The New York Urban League operates two city employment centers where it runs programs to help young people acquire the skills necessary for carees in healthcare, construction and technology. But the number of people they are able to help is limited to 20 at a time.
Arva Rice, president and CEO of the New York Urban League, said she'd like to see that number increase to 200.
That goal might be possible one day if the Urban Jobs Act — which would provide federal funding to nonprofits which, like the Urban League, prepare people aged 18 to 24 for jobs — gets passed.
With the unemployment rate for African-American youth in urban areas at 39 percent, and 36 percent for Latinos, Sen. Kirsten Gillibrand joined Rep. Charles Rangel and Marc Morial, president of the National Urban League, on Tuesday to call for the passage of the Urban Jobs Act.
"This program would give city organizations the tools and resources they need to help our youth prepare for future jobs, find employment opportunities and reach their full potential," said Gillibrand. "The skills they would acquire through this program are invaluable. Helping our youth compete in this difficult economy will have a lasting, positive impact on our community."
Under the Urban Jobs Act, organizations would fund a holistic approach to helping young people by helping them obtain their GED or improve basic educational skills, provide job readiness training and offer job placement and mentorship programs.
"What we are talking about is reviving urban communities," said Rangel, a co-sponsor of the legislation.
It was introduced in February by Brooklyn Rep. Edolphus Towns but never made it out of committee.

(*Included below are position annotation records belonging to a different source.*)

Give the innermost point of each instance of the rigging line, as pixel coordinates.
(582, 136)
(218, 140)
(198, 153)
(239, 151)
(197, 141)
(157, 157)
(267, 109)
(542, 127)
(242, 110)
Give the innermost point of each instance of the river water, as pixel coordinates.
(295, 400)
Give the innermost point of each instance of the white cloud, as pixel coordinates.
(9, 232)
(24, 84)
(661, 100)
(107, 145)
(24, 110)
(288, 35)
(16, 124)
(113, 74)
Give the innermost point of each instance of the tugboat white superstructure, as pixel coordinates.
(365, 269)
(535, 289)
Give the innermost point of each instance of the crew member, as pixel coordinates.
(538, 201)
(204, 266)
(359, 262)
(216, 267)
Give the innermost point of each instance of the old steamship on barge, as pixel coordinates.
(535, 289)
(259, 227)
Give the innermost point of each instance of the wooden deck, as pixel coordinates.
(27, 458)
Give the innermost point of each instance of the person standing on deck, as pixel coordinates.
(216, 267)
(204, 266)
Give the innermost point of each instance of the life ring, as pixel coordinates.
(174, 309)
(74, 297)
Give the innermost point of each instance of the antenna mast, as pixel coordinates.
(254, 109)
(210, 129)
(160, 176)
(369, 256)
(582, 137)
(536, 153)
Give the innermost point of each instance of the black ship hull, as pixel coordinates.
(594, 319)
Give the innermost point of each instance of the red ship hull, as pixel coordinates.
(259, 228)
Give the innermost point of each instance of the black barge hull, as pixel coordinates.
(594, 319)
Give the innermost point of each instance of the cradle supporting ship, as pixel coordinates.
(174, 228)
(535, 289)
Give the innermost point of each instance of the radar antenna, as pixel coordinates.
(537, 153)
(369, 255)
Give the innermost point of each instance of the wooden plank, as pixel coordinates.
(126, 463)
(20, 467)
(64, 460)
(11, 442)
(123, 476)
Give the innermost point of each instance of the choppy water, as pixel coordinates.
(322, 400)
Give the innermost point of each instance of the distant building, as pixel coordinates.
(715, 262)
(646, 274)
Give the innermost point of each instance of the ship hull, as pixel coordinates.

Morial said that every member of Congress should be required to hear Lugo's story of how job training changed her life.
"Sometimes a little push can make a big difference," said Morial. "We can't ignore the fact that we haven't done justice when it comes to investing in our young people."
For Lugo, the benefits of getting training have stretched beyond the financial, and have reached her 5-year-old daughter and 1-year-old son.
"My daughter sees me accomplishing my goals and knows she can accomplish hers."